Slash pesticides

All I want for Christmas is for the four major lily bulb growers: United Lily Growers, Inc. (owned by Don Crockett), Hastings Bulb Growers, Inc. (owned by Zeke and Harry Harms), Palmer Westbrook Inc. (owned by Matt and Will Westbrook), and Dahlstrom and Watt Bulb Farm, Inc. (owned by Rob Miller), to cease and desist their decades-long poisoning of the Smith River community and its namesake river, a jewel of the country’s Wild and Scenic Rivers program and a significant source of pride and tourism for the area.

The unchecked usage of 300,000 pounds of pesticides, many known carcinogens or otherwise harmful to human health and threatened and endangered aquatic species (chiefly salmonids), must end, as it is deeply immoral from both a human and ecological perspective.
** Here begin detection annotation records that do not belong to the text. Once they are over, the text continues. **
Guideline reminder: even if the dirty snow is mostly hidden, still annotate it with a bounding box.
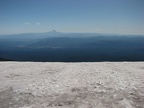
[0,62,144,108]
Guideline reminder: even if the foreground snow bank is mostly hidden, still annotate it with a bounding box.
[0,62,144,108]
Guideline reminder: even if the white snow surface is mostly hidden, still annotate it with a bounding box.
[0,62,144,108]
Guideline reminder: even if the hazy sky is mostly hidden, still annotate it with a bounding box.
[0,0,144,34]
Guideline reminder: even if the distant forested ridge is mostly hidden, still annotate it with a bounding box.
[0,31,144,62]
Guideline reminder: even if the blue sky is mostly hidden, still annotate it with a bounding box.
[0,0,144,34]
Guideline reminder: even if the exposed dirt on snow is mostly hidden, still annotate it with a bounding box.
[0,62,144,108]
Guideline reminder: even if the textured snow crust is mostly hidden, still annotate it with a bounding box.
[0,62,144,108]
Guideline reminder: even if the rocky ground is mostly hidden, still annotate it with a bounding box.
[0,62,144,108]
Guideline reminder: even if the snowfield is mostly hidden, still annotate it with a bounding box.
[0,62,144,108]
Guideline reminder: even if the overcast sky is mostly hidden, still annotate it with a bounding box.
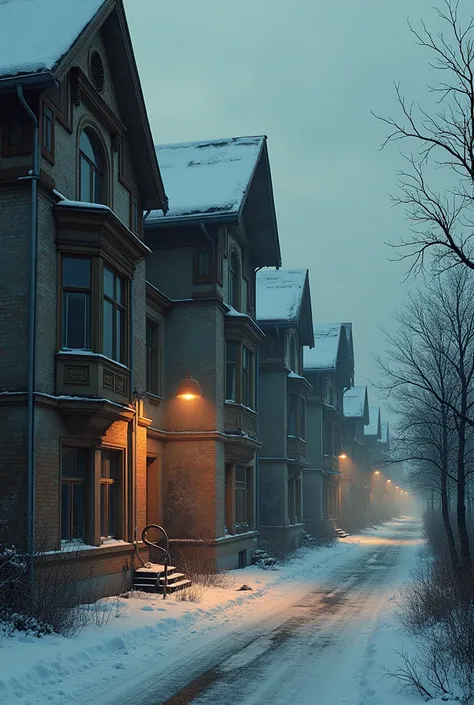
[125,0,448,418]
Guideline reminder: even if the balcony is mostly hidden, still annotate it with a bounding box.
[224,402,257,438]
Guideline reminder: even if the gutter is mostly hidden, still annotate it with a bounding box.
[0,71,56,93]
[16,83,39,595]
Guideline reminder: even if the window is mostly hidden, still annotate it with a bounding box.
[41,105,54,159]
[100,450,121,538]
[235,465,253,530]
[229,251,240,311]
[79,131,105,203]
[242,346,255,409]
[103,266,127,364]
[298,397,306,440]
[61,448,89,541]
[225,340,237,401]
[130,195,141,235]
[288,394,298,436]
[62,257,91,350]
[324,423,334,455]
[146,318,160,394]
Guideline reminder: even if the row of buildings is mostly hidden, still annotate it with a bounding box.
[0,0,398,591]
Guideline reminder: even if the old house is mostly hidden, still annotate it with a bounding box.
[257,269,314,550]
[0,0,167,591]
[140,137,281,568]
[341,386,371,530]
[303,323,354,535]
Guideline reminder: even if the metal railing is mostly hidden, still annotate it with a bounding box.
[142,524,171,600]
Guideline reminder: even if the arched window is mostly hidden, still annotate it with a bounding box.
[79,130,105,203]
[229,251,240,311]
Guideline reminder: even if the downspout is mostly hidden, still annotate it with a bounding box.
[16,84,39,594]
[130,210,151,566]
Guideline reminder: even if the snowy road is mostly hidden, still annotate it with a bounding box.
[104,520,421,705]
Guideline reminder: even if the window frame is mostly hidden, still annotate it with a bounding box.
[241,343,255,411]
[145,316,161,397]
[60,252,93,351]
[59,443,91,544]
[57,254,131,368]
[98,447,124,543]
[76,122,109,205]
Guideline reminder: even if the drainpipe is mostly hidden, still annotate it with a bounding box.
[199,223,216,259]
[16,85,39,593]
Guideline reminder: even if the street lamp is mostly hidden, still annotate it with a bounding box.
[176,370,201,400]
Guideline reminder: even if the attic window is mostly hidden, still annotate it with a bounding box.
[90,51,105,93]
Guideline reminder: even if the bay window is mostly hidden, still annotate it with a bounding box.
[225,340,237,401]
[100,450,121,538]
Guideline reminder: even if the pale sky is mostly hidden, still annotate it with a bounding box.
[125,0,446,418]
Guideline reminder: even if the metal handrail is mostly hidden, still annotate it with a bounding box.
[142,524,171,600]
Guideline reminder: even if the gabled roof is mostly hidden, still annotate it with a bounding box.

Not only that, but it will quite possibly prove to be economically moronic in retrospect considering the potential health care costs racked up by the affected populations (including the nearby Smith River School) and the loss of tourism dollars centered around recreational fishing.

A new report by NOAA suggests that the pesticides are a major barrier, and quite possibly the largest barrier, to salmon recovery and overall success on what is otherwise a high-quality waterbody.

So my wish this Christmas is for reason and decency to win out over madness and short-sightedness. Lily bulb farmers: please either slash your pesticide usage in favor of alternatives or voluntarily cease your operations and do the people and the fish a favor. Your community will thank you.

Mark Hansen

Brookings

I was thinking, too

What started out to be complaints about our schools, things that I read about 25 years ago in the John Birch Society’s “The New American,” turned into an attack on our president. (Boyd) Allen’s article was called “I was thinking” but apparently he only thought what he wanted to, skipping over what parts he wanted to.

Saudi Arabia is a critical ally of the U.S. in the Mideast and like it or not that is the way it is. It’s been that way since the Bush years. If we pulled the plug on them it would result in $5 or $6 a gallon for gas. It would change the balance of power in the Mideast, making Iran — our enemy — more powerful.

Obama tried to empower Iran with his deal but Trump shut him down, thankfully. Jamal Khashoggi is one person who was probably murdered by the Saudis. Do you remember 9-11? How many Americans died on that day? Still, we do business with the Saudis despite the fact that many of the hijackers were from there. That is the way it is for now.

I’m really sick of you Trump haters and your continuing rhetoric. Now with Pelosi running the agenda of the House, I see nothing good happening for two more years. She will continue the attempted coup of the president, flood the country with these refugees and keep dirty cop Mueller’s phony attack going to end up starting a civil war. Mark my word, something is going to happen.

Arthur Larason

Harbor

Right choice?

I never worked for government but I worked 50 years for various private companies, 29 years as controller for two different companies. I, and any of the reasonable employees I worked with, always knew that we could approach our bosses with suggestions or complaints, and have a discussion. We may affect change, we may not — the decision was not ours.

However, we also knew that if we degraded or opposed a boss’ decision in any public setting, we probably would not have a job the next day. Per many management classes, it’s a matter of morale, teamwork, company dignity, prevention of sabotage and backstabbing, etc. Opposers often sabotage a workplace. And boss does not equal tyrant.

Working for a government I am sure is vastly different. But wait, is it? Aside from political politics, aren’t the basic management politics the same? Work environments are not democratic cornerstones.

When dirty, even slightly soiled, laundry is aired in public, isn’t there still a concern how the team can continue to function well moving forward? When trust is lost, how long does it take to come back? Will it ever? How will the rest of the team handle the resulting muddle? Will they divide and take sides? Most importantly, how will it all affect productivity? Morale? Environment?

The unknown answers to those questions validate that the mayor did the right thing in requesting removal of the two volunteers.

Criticism that all perspectives must be heard, sending messages that people can’t speak up, that’s political propaganda. We all know Brookings residents are not that easily intimidated.

Their extreme outrage makes it appear they are losing a power base more than a volunteer job, making retaining them unwise.